March 26, 2014
Riak’s overarching design goal is simple: be maximally available. If your data center is on fire, Riak will be the last part of your stack to fail (and hopefully, you’ve purchased an enterprise license, so there’s another cluster in another data center ready to go at all times).
In order to make sure your data can survive server failures, Riak retains multiple copies (replicas) and allows lock-free, uncoordinated updates.
This then open ups the possibility that data will be out of sync across a cluster. Riak manages this issue in three distinct stages: entropy detection, correction, and conflict resolution.
Entropy Detection
Among the oldest and simplest tools in Riak is Read Repair, which, as its name implies, is triggered when a read request is received. If the server coordinating the operation notices that the servers responsible for the key do not agree on its value, correction is required.
A more recent feature in Riak is Active Anti-Entropy (often shortened to AAE). Effectively, this is the proactive version of read repair and runs in the background. Riak maintains hash trees to monitor for inconsistent data between servers; when divergent values are detected, correction is mandated.
Correction
As discussed in the blog post, Clocks Are Bad, Or, Welcome to the Wonderful World of Distributed Systems, automatically determining the “correct” value in the event of a conflict is not simple, and often not possible at the database layer.
Using contextual metadata called vector clocks, Riak will attempt to determine whether one of the discovered values is derived from the other. In that case, it can safely choose the most recent value. This value is written to all servers that have a copy of the data and conflict resolution is not required.

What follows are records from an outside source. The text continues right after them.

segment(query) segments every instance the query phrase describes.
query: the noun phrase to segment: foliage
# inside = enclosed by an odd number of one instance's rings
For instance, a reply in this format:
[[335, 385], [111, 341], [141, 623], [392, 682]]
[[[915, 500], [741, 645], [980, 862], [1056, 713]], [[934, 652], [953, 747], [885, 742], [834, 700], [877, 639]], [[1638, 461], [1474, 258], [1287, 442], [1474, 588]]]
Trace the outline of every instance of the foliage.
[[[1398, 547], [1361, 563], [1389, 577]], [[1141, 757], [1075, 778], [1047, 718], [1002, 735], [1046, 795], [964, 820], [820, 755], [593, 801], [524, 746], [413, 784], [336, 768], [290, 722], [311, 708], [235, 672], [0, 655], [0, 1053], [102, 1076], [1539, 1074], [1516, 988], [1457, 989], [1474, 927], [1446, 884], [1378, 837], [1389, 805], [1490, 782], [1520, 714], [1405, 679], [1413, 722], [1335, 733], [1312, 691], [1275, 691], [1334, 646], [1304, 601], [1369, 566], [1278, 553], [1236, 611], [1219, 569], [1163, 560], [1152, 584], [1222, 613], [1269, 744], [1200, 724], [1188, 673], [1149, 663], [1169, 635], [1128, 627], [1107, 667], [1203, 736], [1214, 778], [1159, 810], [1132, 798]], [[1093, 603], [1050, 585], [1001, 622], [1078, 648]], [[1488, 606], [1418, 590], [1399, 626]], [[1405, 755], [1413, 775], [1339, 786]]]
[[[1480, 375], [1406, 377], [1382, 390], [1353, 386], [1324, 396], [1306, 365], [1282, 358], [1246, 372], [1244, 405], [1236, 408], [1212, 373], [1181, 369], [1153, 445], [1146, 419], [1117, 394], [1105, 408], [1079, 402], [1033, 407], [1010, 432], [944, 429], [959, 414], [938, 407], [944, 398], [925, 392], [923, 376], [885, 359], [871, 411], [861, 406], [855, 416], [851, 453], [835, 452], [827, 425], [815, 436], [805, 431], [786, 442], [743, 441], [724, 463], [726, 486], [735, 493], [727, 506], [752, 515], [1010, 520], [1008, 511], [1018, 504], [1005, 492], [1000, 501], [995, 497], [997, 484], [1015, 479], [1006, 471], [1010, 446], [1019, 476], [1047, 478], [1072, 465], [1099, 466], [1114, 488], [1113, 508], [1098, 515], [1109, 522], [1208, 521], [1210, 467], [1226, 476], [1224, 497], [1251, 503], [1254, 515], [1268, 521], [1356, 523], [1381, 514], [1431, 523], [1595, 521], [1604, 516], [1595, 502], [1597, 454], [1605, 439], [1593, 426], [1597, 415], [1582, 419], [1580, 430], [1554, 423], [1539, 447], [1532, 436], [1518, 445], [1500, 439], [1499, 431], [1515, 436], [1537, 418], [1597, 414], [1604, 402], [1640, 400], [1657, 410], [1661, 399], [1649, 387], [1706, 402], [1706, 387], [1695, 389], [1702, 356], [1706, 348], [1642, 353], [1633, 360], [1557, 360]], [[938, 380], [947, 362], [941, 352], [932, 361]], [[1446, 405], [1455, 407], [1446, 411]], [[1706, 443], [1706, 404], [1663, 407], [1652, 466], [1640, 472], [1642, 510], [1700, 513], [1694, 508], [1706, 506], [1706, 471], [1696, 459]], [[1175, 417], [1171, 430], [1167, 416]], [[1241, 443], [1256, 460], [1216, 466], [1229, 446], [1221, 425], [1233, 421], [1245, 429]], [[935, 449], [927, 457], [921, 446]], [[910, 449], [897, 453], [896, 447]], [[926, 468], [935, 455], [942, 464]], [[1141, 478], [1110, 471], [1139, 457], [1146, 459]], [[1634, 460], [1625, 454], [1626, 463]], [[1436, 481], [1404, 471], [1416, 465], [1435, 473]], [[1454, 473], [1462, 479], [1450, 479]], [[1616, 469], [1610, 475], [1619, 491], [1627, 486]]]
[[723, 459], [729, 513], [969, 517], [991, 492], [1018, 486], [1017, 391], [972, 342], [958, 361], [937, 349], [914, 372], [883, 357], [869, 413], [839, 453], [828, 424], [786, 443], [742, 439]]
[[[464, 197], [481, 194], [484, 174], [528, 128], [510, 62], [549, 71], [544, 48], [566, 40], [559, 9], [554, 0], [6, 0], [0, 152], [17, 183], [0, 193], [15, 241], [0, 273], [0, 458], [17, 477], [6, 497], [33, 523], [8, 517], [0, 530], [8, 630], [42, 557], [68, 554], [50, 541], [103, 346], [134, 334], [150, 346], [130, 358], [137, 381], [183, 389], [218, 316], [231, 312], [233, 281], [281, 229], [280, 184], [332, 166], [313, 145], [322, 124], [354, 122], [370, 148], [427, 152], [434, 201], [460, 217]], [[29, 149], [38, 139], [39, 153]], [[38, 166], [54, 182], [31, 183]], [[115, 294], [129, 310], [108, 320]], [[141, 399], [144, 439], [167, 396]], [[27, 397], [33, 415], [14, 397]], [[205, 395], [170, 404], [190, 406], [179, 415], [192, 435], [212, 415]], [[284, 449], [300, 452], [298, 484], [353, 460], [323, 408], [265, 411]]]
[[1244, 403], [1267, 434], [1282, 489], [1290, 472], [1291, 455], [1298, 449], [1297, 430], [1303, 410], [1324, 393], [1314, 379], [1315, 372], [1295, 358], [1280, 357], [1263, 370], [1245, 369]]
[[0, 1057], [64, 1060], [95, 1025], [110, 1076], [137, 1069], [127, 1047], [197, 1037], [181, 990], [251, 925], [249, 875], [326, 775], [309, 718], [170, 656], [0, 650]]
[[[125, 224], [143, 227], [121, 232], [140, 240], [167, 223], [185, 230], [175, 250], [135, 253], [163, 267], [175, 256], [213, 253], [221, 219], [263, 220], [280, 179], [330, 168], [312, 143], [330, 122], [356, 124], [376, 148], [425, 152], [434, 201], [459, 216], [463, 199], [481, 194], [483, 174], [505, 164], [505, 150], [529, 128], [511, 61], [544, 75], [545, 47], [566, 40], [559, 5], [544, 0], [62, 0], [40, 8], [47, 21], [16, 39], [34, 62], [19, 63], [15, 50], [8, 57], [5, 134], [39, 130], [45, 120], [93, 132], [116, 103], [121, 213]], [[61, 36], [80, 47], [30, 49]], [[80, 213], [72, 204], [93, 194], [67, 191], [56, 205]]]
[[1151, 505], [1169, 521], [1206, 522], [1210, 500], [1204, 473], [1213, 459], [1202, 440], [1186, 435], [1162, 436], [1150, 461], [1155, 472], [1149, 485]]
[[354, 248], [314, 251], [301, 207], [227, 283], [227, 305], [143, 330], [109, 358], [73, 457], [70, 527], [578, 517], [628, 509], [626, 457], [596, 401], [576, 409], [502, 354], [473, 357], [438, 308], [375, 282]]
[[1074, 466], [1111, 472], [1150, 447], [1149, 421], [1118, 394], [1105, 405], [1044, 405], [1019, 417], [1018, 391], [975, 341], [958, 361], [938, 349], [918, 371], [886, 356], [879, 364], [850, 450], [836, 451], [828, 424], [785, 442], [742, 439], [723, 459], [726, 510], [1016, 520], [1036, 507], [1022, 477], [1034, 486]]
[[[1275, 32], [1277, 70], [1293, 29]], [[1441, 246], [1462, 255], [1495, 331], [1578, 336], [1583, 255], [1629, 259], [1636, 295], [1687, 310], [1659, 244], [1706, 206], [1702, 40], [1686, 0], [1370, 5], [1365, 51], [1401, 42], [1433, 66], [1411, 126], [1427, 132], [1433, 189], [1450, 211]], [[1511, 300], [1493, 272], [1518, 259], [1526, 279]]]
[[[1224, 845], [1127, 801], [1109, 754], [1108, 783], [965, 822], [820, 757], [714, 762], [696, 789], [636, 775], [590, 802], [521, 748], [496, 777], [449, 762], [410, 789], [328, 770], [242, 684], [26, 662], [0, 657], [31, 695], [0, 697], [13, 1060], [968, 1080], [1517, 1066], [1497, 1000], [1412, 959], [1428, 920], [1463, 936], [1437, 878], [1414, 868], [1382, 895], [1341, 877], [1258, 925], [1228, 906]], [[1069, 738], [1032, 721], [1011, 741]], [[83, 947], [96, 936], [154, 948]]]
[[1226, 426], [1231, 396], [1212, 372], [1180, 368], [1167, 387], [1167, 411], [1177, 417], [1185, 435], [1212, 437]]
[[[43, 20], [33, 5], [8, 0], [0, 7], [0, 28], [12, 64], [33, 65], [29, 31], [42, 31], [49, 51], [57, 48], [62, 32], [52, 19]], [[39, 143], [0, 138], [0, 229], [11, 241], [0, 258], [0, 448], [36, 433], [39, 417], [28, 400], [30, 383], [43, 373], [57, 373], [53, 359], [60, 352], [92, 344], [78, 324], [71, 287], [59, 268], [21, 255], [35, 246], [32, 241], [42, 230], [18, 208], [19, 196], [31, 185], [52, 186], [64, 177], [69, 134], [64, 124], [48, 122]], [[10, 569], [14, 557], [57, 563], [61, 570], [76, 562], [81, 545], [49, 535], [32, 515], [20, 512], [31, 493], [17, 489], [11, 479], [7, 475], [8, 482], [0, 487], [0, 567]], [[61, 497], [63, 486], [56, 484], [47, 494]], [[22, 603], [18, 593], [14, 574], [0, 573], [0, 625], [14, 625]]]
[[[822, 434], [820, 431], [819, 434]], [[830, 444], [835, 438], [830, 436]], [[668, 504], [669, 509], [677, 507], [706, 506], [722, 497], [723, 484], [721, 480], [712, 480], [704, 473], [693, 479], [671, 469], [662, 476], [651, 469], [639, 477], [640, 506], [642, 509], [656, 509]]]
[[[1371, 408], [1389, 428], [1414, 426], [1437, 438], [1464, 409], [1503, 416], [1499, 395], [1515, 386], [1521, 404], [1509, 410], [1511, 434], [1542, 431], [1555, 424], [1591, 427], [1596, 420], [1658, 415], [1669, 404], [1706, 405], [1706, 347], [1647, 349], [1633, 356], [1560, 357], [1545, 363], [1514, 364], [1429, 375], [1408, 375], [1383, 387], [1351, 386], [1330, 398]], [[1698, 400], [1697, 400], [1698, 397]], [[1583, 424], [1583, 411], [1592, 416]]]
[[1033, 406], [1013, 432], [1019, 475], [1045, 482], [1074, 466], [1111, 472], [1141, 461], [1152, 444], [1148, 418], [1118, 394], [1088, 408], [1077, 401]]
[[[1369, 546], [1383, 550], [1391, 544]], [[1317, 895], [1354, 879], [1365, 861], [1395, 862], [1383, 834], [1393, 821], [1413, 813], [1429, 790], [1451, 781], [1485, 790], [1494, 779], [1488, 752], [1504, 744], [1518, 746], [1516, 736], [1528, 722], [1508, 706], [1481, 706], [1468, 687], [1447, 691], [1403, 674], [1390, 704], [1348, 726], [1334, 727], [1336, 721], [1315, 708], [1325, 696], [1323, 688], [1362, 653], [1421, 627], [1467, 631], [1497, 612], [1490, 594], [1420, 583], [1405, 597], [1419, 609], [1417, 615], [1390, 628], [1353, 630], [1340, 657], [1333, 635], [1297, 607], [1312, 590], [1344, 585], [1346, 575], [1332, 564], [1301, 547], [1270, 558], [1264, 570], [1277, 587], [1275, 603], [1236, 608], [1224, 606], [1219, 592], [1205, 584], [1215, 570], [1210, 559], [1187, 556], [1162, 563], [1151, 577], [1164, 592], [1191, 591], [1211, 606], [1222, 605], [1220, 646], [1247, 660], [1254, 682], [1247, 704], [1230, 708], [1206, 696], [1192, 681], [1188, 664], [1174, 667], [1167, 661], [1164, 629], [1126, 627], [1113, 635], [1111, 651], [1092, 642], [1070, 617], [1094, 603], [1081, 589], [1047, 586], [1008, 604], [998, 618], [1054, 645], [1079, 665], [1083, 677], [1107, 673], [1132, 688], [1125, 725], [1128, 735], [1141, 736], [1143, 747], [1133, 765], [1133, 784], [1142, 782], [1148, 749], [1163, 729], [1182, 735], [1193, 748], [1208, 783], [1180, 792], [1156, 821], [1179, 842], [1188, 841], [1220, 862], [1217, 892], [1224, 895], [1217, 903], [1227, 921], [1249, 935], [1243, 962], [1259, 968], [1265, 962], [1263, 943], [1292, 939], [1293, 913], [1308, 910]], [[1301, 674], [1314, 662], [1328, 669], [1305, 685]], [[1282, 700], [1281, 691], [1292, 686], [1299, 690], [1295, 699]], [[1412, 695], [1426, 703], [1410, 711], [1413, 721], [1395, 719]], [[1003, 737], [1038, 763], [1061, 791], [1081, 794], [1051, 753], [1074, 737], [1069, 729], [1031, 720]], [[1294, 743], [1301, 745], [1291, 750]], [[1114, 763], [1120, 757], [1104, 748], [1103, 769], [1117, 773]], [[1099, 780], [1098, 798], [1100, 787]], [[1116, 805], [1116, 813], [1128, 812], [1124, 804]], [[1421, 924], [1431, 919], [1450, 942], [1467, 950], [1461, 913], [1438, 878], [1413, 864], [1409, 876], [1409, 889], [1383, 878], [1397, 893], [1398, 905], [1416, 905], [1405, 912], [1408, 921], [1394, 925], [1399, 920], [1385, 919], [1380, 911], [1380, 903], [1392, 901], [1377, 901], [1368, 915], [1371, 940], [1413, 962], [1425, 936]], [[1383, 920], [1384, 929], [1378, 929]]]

If Riak can’t verify such a causal relationship, things get more difficult.
Riak’s default behavior, is to fall back to server clocks to determine a winner. This can lead to unexpected results if concurrent updates are received but, on the positive side, conflict resolution will not be required.
If Riak is instead configured with allow_mult=true to protect data integrity, even when independent writes are received, Riak will write both values to the servers as siblings for later conflict resolution.
Conflict Resolution
Conflict resolution means that Riak detects a conflict, can’t resolve it intelligently, and isn’t instructed to resolve it otherwise.
Next time the application attempts to read such a value, instead of receiving one answer, it’s going to receive (at least) two. It is now the application’s responsibility to deal with the conflict and provide a new value back to Riak for future reads.
This can be trivial (pick one value), obvious (merge all values), or tricky (apply business logic and come back with something different).
With Riak 2.0, Riak is introducing Riak Data Types, which are designed to handle conflict resolution automatically. If your data can be formulated as a set or a map (not terribly dissimilar from JSON), Riak can process and resolve the siblings for you when a read request is received.
Why?
Many databases, particularly distributed ones, are effectively non-deterministic in the presence of concurrent writes. If they try to enforce consistency on writes, they sacrifice availability and often data integrity. If they don’t enforce consistency, they may rely on server (or worse, client) clocks to pick a winner, if they even have a strategy at all.
Riak is unique in encouraging developers to think about conflict resolution. Why? Because, for large distributed systems, network and server failures are a fact of life. For very large distributed systems, data duplication and inconsistency is unavoidable. Since Riak is designed for scale, it’s better to provide a structure for proper resolution than to pretend conflicts don’t exist.